The issue is not simply the usual question of unfunded (or even funded) state mandates. I have followed state planning legislation for years, and about half require local communities to prepare comprehensive plans (also known as master or general plans), to one degree or another, sometimes distinguishing on the basis of community size or some other factor. About ten of those, in one form or another, require communities to include in those plans an element addressing natural or other hazards. The rest of the states have permissive legislation, which grants local governments the authority to undertake planning and zoning without requiring it. It is easy enough to understand why some states are more reluctant than others to impose such a mandate, and similar distinctions between mandating and permitting apply to issues like building and fire codes. What is hard to justify, however, unless one believes in libertarianism run amok, is actually prohibiting such regulation at the local level or denying such authority. In fact, only Texas, to my knowledge, has in place the prohibitions I have described. And I simply do not understand why a state sees it in the public interest to bar counties, in this instance, from adopting safety codes with regard to fire prevention. Whose interests are served by this?

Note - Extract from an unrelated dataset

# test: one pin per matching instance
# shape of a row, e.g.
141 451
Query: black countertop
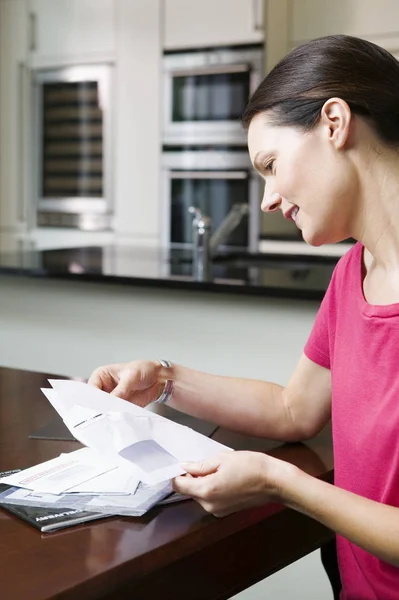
305 277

It turns out that McLennan County, where West is located, and whose county seat is Waco, does not have a fire code. Moreover, the fire fighters who died had not been trained in the handling of ammonium nitrate, a substance with a notorious history of unpredictable behavior. The hearing included discussion of the need for more and better research on that point, and for better understanding of this chemical’s behavior, in order to prevent future incidents like the explosion in West. All of that is wise and appropriate.

But there are things the state of Texas can fix now, if only it moved beyond its regulatory myopia to see the larger public safety issues that transcend the simplistic notion that regulation necessarily inhibits job creation. That is a dubious premise in any event, but it also begs the question of what price must be paid to create jobs when brave men like the volunteer fire fighters who responded to the blaze in West must pay the ultimate price just to satisfy such ideological predilections. And what jobs remain at West Fertilizer now? The event is a major setback to economic development in a small town like West, and it will take time to heal.

The Fire Marshal’s report includes some recommendations and conclusions that I find perfectly sensible. It notes, for one thing, that Texas has not adopted minimum training standards for volunteer fire departments. That alone would not be a bad place to start, along with the need for local fire codes. The report states, “The Texas Legislature should consider allowing all counties to adopt a fire code.” The report also notes the lack of a local plan to address hazardous materials, noting that standard procedure for residential or even most industrial incidents is inadequate for dealing with a facility like West Fertilizer.

Let me close by adding that West, judging from my admittedly brief visit, is a pleasant town that deserves better. I learned from a building sign next to the hearing site that West was the hometown of Scott Podsednik, an All-Star member of the 2005 Chicago White Sox team that won the World Series. It has an interesting Czech heritage that caused several people to urge me to visit the Czech Stop, a bakery just off northbound I-35 that sells what I now consider the best kolaches anywhere, as well as a very nice, engaging staff. And it has a mayor, Tommy Muska, who is banging on doors in Austin for answers to some of these urgent questions. I hope he and his town find some. At least then, the destruction of dozens of nearby homes, schools, and a nursing home will not have been in vain.